简体   繁体   中英

R - doRedis - Overwrite getTask to control the order of execution in parallel foreach loops

Problem: I need to control the order of execution in which tasks are processed in parallel by a foreach loop. Unfortunately, this is not supported by foreach.

Solution in mind : Using doRedis to use the database to hold all tasks, that are executed in the foreach loop. To control the order I want to overwrite getTask by setGetTask to get the tasks based on pre-specified order. Though I could not find to much documentation on how to do this.

Additional Information:

  1. There is a small paragraph on setGetTask with an example in the redis documentation .
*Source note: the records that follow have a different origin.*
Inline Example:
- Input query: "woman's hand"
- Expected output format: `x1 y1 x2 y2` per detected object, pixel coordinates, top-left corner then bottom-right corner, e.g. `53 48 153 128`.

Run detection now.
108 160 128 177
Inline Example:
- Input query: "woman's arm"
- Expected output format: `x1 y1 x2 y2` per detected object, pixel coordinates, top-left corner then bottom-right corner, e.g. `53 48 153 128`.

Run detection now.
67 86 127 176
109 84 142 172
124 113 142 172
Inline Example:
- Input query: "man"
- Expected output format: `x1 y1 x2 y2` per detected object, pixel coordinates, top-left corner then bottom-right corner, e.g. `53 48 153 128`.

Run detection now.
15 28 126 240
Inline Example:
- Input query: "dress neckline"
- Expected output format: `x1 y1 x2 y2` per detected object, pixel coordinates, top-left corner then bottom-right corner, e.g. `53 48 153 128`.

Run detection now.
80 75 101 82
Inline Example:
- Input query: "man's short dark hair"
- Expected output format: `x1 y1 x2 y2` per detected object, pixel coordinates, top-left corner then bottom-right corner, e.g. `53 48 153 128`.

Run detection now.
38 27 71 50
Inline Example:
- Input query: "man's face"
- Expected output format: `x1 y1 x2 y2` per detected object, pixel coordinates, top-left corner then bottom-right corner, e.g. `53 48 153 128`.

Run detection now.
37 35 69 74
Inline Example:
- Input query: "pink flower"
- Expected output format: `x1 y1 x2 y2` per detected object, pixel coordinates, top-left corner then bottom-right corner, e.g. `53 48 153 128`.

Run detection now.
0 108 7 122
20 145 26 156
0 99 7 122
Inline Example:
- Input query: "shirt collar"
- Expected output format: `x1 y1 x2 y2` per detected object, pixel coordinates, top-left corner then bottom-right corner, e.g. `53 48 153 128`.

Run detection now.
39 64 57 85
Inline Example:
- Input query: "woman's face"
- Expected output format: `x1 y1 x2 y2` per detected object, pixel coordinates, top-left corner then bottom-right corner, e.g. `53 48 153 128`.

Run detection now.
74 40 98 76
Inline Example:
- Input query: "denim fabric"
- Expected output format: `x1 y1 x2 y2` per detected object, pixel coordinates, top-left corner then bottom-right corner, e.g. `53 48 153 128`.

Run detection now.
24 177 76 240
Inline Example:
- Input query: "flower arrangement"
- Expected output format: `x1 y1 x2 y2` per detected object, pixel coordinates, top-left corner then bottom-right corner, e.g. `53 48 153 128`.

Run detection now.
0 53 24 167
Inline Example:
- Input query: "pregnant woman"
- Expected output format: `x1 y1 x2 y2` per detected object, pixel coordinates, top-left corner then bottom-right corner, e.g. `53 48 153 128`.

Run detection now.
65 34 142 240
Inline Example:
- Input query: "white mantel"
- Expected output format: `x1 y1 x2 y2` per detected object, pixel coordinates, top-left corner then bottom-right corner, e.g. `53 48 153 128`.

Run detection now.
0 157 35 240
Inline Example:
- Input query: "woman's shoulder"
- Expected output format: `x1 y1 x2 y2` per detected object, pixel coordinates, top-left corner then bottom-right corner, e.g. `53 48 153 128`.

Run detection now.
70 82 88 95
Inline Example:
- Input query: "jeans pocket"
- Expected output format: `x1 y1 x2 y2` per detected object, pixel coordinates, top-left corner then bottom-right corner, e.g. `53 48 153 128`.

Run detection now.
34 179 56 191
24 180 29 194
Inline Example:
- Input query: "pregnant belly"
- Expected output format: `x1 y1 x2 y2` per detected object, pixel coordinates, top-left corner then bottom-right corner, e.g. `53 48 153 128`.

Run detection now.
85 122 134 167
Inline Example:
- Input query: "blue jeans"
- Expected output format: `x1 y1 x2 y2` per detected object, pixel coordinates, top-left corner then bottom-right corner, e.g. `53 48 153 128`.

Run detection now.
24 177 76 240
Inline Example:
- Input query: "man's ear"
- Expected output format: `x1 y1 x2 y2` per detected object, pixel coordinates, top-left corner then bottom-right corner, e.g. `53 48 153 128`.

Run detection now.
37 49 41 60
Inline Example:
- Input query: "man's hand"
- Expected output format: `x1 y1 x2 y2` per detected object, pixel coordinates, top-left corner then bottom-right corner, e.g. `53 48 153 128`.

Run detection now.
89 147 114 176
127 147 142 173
     getTask <- function ( queue , job_id , ...) { key <- sprintf(" redisEval("local x=redis.call('hkeys',KEYS[1])[1]; if x==nil then return nil end; local ans=redis.call('hget',KEYS[1],x); redis.call('hdel',KEYS[1],x);i return ans",key) } setGetTask(getTask) 

    I though think the code in the documentation is syntactically not correct (missing imho a " and a closing bracket ")"). I thought this is not possible on CRAN, as the code for the documentation is executed on submission.

  2. Changing the getTask function does not change anything in regard of the workers getting tasks (even if introducing obvious non-sense into the redisEval like changing it to redisEval("dddddddddd(((")

  3. I only had access to the setGetTask function after installing the package from source (which I downloaded from the official CRAN package page of version 1.1.1 (which imho should make no difference than installing it directly from CRAN)

Data: The Dataframe of tasks to execute looks the following:

taskName;taskQueuePosition;parameter1;paramterN
taskT;1;val1;10
taskK;2;val2;8
taskP;3;val3;7
taskA;4;val4;7

I want to use 'taskQueuePosition' to control the order, tasks with lower numbers should be executed first.

Questions:

  1. Does anybody know any sources where I can get more information on doing this with doRedis or on setGetTask?
  2. Does anybody know how I need to change getTask to achieve the above described?
  3. Any other smart ideas to control the order of execution in a foreach loop? Preferably so that at some point I can use doRedis as parallel back end (changing this would mean a major change in the processing due to complicated technical infrastructure reasons).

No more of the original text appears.